En zo gebeurde het de volgende morgen toen ik met de fiets
onderweg was naar mijn praktijk. In het langsrijden hier
aan filosofenfontein zag ik van ver René, de tuinman met wie
ik een paar weken eerder voor het eerst een paar woorden gewisseld
had over de schoonheid van de lentepracht hier in de tuin.
Tot mijn vreugde en verbazing zwaaide hij naar me waaarop
ik even vriendelijk terug groette. Dit teken van herkenning
en contact illustreerde voor mij het thema van de verbondenheid
uit het evangelie en gaf me mee daardoor een warm gevoel dat
ruimer was dan die op het eerste zicht alledaagse groet en
deze optilde naar een groter gevoel van verbondenheid met
heel deze lieve gemeenschap en ruimer dan dat met een gevoel
van verbondenheid tout court en tot een sacraal moment werd.
Een paar honderd meter verder
kruiste ik een jonge vader met zijn peuter die voor hem op
de fiets zat. De peuter leunde gezellig naar achter en was
één en al oor voor de papa die hem geanimeerd aan ’t toespreken
was. Voor mij leken ze één, beiden met mekaar verbonden in
liefde en harmonie; voor mij opnieuw een kadotje ter illustratie
van de laatste zin uit het evangelie ‘Ik en de Vader wij zijn
één.’
En dan de kers op de taart : tijdens de eerste sessie die
dag werd ik ontroerd door een vrouw van middelbare leeftijd
die vertelde over haar verbondenheid met de natuur. Haar
observatie tijdens het ophangen van de was van een vogeltje
dat zijn nest aan ’t bouwen was en in gesprek leek met het
vrouwtje en de kleintjes, haar werk in de tuin in dankbare
verbondenheid met de aarde en met de schepper, haar uurtje
’s avonds mijmerend en genietend in de veranda of de tuin
terwijl manlief en kinderen voor tv zitten, sacrale momenten
en voedsel voor haar eigen rust en evenwicht.
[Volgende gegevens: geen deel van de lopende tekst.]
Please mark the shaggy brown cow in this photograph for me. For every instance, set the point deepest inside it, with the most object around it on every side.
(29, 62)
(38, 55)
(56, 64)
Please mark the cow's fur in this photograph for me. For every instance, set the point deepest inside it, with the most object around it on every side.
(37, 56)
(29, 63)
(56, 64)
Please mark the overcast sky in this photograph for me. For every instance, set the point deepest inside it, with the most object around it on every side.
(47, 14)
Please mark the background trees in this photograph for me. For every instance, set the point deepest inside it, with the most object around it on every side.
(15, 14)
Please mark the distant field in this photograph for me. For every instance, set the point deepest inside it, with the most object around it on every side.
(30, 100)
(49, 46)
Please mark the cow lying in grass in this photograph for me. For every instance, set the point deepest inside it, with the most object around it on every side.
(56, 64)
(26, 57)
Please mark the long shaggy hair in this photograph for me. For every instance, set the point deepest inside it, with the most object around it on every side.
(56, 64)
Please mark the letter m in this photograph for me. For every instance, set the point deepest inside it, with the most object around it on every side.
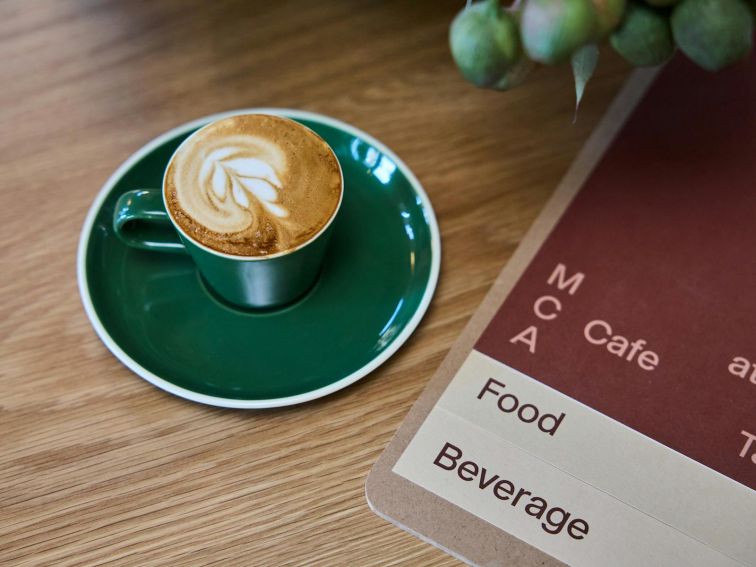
(559, 278)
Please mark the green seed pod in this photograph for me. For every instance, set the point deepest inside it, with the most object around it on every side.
(713, 33)
(484, 42)
(608, 15)
(553, 29)
(644, 38)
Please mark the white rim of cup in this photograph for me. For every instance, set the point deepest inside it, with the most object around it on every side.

Dit alles verwarmde mijn hart en vervulde me met een gevoel
dat de laatste maanden steeds sterker wordt : een verbondenheid
met en dank zij velen door wie ik me gedragen en geliefd voel,
met de aarde, met de engelen, met heel de schepping en daardoor
heen met de Bron van alles, noem het God.
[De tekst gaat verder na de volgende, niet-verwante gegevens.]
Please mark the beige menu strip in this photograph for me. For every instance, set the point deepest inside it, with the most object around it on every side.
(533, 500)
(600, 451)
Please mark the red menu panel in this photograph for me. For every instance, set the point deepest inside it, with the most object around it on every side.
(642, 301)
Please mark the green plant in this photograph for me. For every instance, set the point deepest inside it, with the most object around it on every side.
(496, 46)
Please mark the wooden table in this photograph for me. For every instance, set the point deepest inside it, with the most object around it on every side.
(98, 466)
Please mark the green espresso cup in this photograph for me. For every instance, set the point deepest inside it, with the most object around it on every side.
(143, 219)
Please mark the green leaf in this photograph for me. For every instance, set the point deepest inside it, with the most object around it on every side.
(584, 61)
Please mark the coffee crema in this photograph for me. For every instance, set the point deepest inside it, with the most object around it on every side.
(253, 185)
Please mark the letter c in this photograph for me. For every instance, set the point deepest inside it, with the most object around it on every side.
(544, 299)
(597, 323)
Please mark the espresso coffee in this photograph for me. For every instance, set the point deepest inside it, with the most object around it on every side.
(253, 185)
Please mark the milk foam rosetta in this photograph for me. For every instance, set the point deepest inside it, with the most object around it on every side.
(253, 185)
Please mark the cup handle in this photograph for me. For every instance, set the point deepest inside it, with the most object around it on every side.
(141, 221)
De weg daartoe is voor mij de weg die Jezus me toonde : groeien
in onvoorwaardelijke liefde en bewustzijn en eerlijk zoeken
naar de waarheid. Maar ook de inzichten uit het boedhisme
en de leringen van osho geven me enorm veel inzicht in de
destructieve en verdelende kracht van vooroordelen en veronderstellingen,
van angst en vastgeroeste patronen en overtuigingen enerzijds
en de helende kracht van liefde en mededogen anderzijds én
de genezende kracht van de aarde Alles in de natuur spreekt
van eenheid, betrokkenheid, evenwicht, uitwisseling, continuiteit,
transformatie, voeding en genezing. Met veel liefde en bewustzijn
dagdagelijks die confrontatie met mezelf aangaan werkt helend
en bevrijdend .
En dan ervaar ik steeds duidelijker wat jezus
bedoelt als hij zegt ik en de vader wij zijn een. En dan weet
ik dat ook dat voor elk van ons de opdracht is: de sluier
rond onze goddelijke kern oplichten door groei in liefde en
bewustzijn om verbonden met het Al meer en meer te worden
wie we in wezen zijn : kinderen van licht en liefde, stralend
voor Gods aangezicht.
En dan sluiten we deze woorddienst af met een gedicht van
Hans Stolp uit de 7 stappen naar wijsheid en vrede
Liefde is vertrouwen
en hopen,
zelfs in het diepste donker.
Liefde is de ander vrijlaten
En zichzelf laten zijn.
Liefde is loslaten en pijn,
Wanneer het voor de ander
Beter is een eigen weg te gaan.
Liefde is doen wat goed is voor de ander.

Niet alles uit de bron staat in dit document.